Eugene E. Jones Jr., 56, the current executive director of the Detroit Housing Commission, is no stranger to revitalizing scandal-plagued social-housing authorities. Beginning in 2008, he turned around the Detroit commission, which the U.S. federal government had taken over in 2005 because of mismanagement.

He's also held senior posts with public-housing agencies in Indianapolis, Ind., Kansas City, Mo., and San Francisco, Calif.

Mr. Jones spoke to The Globe and Mail Tuesday.

Were you aware during the search process that the TCHC had undergone a pretty turbulent year that included the firing of your predecessor?

I looked at all the auditor-general's reports and so forth and they were very, very interesting. But the interesting part is that's typical here in the United States. So there's nothing here that they've done that I haven't seen being done. Sometimes we just do stupid things.

What do you mean by that?

EDs [executive directors]just do stupid things. They don't quite understand what their mission is and [they need]compassion for making sure their residents are provided for.

In the case of the Detroit Housing Commission, you went into that job at a point where there had been a lot of scandal. Can you tell me how you helped turn the commission around?

This is not the first or second time I've done this. San Francisco was troubled. Kansas City was the first housing authority under federal receivership. That means a judge, a federal judge took over that agency because of mismanagement and so forth. So Detroit was on the bubble. I looked at the morale, I looked at the training. I looked at a whole slew of things across the operation of the agency. The great thing about the Detroit Housing Commission, they had money. They just didn't know what to do with it or how to handle it.

Right now TCHC is in the midst of doing some major mixed-income projects with some private developers. What do you think of that approach?

Regent Park? That's great. The mixed-income [model]works here in the United States and I say it can have the same success in Canada.

What do you think of rental vouchers, which allow people to live outside of prescribed public housing?

There should be more rental supplement vouchers, I think, because of the growing need of affordable housing. If there's a way we can increase the portfolio, I'd like to look at that as well ... Maintain what you have, make sure that's efficient, safe and sanitary. [Make sure]criminal activity has been reduced. But we also have to look at other opportunities, because there's never enough social housing anywhere.

People who are against rental subsidies here say they don't work, that people who live in social housing need support that goes beyond what a rental voucher can provide.
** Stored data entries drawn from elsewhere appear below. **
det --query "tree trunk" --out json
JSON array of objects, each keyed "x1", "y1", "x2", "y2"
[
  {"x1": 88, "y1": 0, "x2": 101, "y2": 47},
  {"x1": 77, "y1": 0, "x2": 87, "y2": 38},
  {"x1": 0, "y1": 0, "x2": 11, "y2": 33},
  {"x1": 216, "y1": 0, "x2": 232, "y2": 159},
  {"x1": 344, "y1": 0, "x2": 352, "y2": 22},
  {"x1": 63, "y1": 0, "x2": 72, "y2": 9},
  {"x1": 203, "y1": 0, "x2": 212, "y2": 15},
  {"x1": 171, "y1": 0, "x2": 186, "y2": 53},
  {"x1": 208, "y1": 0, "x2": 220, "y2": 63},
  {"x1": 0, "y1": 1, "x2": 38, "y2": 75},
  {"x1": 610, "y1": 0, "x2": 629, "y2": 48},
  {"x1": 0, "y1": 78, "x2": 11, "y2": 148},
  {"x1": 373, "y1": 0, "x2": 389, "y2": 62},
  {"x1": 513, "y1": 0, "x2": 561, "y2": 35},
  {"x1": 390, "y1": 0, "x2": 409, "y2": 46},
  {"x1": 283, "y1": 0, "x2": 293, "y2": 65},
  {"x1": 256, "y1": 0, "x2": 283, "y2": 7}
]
The interesting thing is that most people on rental supplements have jobs. That's always discounted and people don't understand that ... rental supplements give individuals an opportunity to live where they want to live at, closer to a job, closer to transportation. Would you rather have the people on the streets, being homeless?

The mayor of Toronto has taken a particular interest in TCHC. When you were going through the hiring process, did you have a chance to speak with him?

No, I did not.

What are you expecting to be the major differences between working in the States and working in Canada on this file?

Trying to re-learn the metric system and your money. And the difference between Celsius and Fahrenheit.